Увиливая, я поинтересовалась, что она чувствовала, когда отправлялась в Одессу преподавать.
– Волнение, но и радостное возбуждение. Я не знала чего здесь ожидать, что брать с собой, как себя вести. Самоуверенность меня очень подвела.
– Что ты имеешь в виду?
– Приехав сюда, я не стала вникать в местные порядки, а сразу ринулась в бой, точно бешеный берсерк. Глупый, заносчивый берсерк двадцати трех лет от роду. Мне было плевать на местные неписаные правила и иерархию. Мне казалось, что коллеги последуют за мной, заразившись моим воодушевлением и моими идеями. Я сразу отпугнула свою начальницу, потому что выносила непреложные приговоры быстрее, чем успевала обдумать ее точку зрения. Будь я немного постарше и поумнее, все могло бы сложиться совсем иначе.
Я кивнула и кое-что взяла себе на заметку. Смотреть во все глаза. Приспосабливаться. Не бежать впереди паровоза. Не быть самонадеянной. Не выкидывать фортеля, не подымать хипеж. Ждать. Слушать. Думать. Таки да, мне хотелось с начала быть такой умной, как Джейн опосля.
Она вздохнула, словно обратно переживала мучительные минуты.
– Дорогая, – приобнял ее Тенс. – Как ты можешь кому-то не нравиться? Ты такая искренняя, такая увлекающаяся. Именно это я и люблю в тебе. Ты исключительная. Редкая. Красивая. Оригинальная.
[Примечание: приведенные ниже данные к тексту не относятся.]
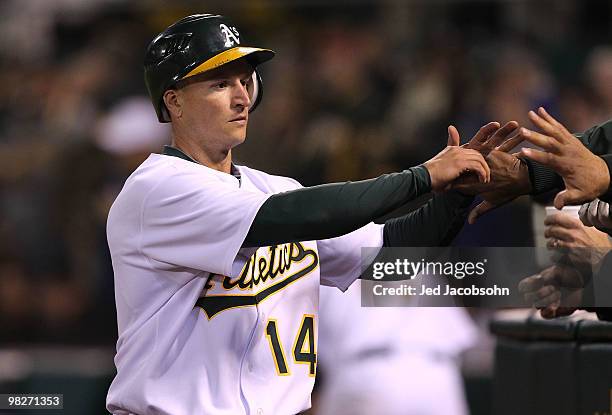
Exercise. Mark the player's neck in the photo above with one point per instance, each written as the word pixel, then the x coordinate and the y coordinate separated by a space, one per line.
pixel 220 160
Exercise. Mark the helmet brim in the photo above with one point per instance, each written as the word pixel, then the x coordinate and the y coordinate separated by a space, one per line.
pixel 255 56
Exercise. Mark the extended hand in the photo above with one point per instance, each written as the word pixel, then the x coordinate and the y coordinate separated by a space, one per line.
pixel 509 174
pixel 586 175
pixel 556 291
pixel 596 213
pixel 585 246
pixel 454 161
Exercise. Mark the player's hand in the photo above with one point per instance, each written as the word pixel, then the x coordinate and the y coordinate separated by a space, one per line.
pixel 596 213
pixel 585 247
pixel 454 161
pixel 509 174
pixel 556 291
pixel 491 137
pixel 586 175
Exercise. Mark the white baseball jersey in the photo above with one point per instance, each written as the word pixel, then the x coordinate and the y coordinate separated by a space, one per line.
pixel 206 327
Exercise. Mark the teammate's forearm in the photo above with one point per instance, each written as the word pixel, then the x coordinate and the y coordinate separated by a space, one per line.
pixel 434 224
pixel 331 210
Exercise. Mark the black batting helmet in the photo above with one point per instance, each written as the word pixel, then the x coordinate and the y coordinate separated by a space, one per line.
pixel 191 46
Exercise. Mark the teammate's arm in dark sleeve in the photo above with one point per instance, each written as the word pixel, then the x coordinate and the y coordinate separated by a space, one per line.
pixel 331 210
pixel 598 139
pixel 434 224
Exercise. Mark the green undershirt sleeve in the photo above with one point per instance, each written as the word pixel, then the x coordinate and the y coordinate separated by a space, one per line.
pixel 331 210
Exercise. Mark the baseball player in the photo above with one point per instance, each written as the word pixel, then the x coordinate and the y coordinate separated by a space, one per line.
pixel 217 266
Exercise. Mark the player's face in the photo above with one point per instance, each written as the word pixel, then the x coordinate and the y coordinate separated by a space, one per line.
pixel 216 107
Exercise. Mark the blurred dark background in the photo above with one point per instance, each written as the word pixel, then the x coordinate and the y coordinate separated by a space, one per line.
pixel 358 88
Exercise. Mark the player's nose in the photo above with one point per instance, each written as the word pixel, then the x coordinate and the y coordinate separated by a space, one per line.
pixel 241 96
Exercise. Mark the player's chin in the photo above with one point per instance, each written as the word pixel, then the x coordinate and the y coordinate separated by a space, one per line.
pixel 238 137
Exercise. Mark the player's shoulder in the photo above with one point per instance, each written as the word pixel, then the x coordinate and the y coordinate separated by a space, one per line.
pixel 267 181
pixel 169 176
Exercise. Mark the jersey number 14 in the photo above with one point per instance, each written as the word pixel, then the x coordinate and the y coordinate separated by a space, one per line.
pixel 303 346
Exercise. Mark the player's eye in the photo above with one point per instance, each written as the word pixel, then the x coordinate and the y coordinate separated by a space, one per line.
pixel 220 85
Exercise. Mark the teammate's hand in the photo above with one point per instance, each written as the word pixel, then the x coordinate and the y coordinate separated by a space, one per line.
pixel 584 246
pixel 509 174
pixel 556 291
pixel 454 161
pixel 586 175
pixel 491 137
pixel 596 213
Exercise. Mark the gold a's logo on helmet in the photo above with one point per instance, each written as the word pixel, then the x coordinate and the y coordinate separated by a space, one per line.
pixel 232 37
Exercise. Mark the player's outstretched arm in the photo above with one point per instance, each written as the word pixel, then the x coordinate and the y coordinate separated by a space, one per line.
pixel 438 221
pixel 521 176
pixel 331 210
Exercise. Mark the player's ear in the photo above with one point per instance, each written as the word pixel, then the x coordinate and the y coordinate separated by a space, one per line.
pixel 174 103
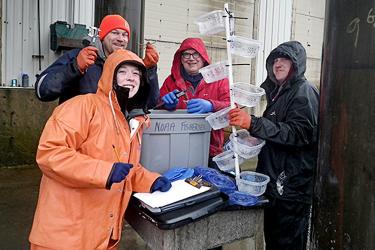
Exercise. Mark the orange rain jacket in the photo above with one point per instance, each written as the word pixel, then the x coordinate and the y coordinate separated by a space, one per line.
pixel 75 154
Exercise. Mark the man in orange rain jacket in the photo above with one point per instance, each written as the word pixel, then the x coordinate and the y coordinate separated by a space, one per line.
pixel 89 154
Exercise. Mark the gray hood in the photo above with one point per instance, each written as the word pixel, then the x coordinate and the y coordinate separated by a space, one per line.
pixel 295 52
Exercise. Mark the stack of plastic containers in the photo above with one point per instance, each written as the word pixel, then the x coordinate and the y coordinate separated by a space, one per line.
pixel 243 146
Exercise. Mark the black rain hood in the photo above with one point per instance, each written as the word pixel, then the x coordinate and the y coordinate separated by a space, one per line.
pixel 295 52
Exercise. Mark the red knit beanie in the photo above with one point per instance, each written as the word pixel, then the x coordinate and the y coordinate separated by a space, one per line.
pixel 112 22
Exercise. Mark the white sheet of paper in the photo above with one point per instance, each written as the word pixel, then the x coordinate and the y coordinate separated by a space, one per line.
pixel 180 190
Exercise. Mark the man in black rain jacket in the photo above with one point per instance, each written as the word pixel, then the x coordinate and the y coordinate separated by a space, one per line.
pixel 289 126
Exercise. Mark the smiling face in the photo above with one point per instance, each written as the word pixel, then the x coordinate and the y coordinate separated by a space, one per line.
pixel 192 61
pixel 116 39
pixel 281 68
pixel 129 76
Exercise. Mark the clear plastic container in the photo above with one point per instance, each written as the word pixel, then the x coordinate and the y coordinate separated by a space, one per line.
pixel 252 183
pixel 215 72
pixel 219 119
pixel 247 94
pixel 247 145
pixel 226 161
pixel 245 47
pixel 211 23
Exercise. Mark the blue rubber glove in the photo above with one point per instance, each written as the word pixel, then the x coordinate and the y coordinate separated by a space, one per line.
pixel 199 106
pixel 170 100
pixel 119 172
pixel 161 184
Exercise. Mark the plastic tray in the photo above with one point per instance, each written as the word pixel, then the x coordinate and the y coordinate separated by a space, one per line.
pixel 247 146
pixel 252 183
pixel 244 47
pixel 211 23
pixel 226 161
pixel 215 72
pixel 247 94
pixel 219 119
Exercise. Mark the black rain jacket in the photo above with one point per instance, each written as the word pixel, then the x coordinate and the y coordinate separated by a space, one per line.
pixel 63 80
pixel 289 126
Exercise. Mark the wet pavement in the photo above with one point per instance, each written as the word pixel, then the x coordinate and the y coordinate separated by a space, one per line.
pixel 18 197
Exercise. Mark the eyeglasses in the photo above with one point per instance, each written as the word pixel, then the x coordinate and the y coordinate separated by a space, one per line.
pixel 187 55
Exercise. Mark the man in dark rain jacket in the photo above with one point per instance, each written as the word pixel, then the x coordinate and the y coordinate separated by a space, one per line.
pixel 289 126
pixel 78 71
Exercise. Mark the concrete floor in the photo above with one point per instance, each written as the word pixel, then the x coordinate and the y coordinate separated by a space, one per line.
pixel 18 196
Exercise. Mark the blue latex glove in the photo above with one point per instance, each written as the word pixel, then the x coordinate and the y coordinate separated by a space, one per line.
pixel 170 100
pixel 119 172
pixel 199 106
pixel 161 184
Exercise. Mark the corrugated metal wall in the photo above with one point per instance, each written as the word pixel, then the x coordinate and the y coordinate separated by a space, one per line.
pixel 275 22
pixel 168 22
pixel 308 26
pixel 20 40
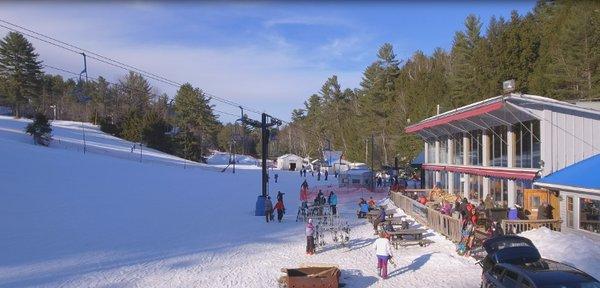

– Насчет всего этого не знаю, но в одном ты прав. Я другая. Не такая, как все. И совсем не украинка. Обычно я была не прочь выделяться из общей массы. Но временами приходилось несладко. Особенно здесь.
Джейн не следила за собой, как одесские девушки. Ходила в мятой одежде под тем флагом, что ей, мол, некогда возиться с утюгом. Она не смотрела, куда ступает. Ее сандалии марки «Биркенсток» так хлюпали по лужам в дождливую погоду, что бежевые брюки забрызгивались грязью до самых бедер.
– Даша, если собираешься в долгую поездку, советую обязательно взять с собой самые любимые книги и фотографии, – сказала подруга, похоже, прочтя-таки мои задние мысли. Ее глаза просвечивали меня, даже когда я отворачивалась. Я была насквозь прозрачная под ее взглядом. Джейн достаточно хорошо меня изучила и явно понимала – я что-то от нее скрываю. Но, как правильная одесситка, она не сочла для себя возможным лезть без приглашения в чужие дела.
Американцы прогостили в Одессе целую неделю. Каждый день мы встречались и до позднего вечера гуляли у моря. Накануне их отъезда к нам приблудился бывший парень Джейн, украинец Миша. Когда Джейн и Миша промежду собой разговаривали, Тенс на автомате распрямлял спину и втягивал брюшко. Миша был молодым, и, разумеется, его живот был плоским, как бабулина гладильная доска. Под его ищущим серым взглядом Джейн смущенно улыбалась.
Миша вызвался забашлять за наши напитки, но Тенс настоял, что это он банкует.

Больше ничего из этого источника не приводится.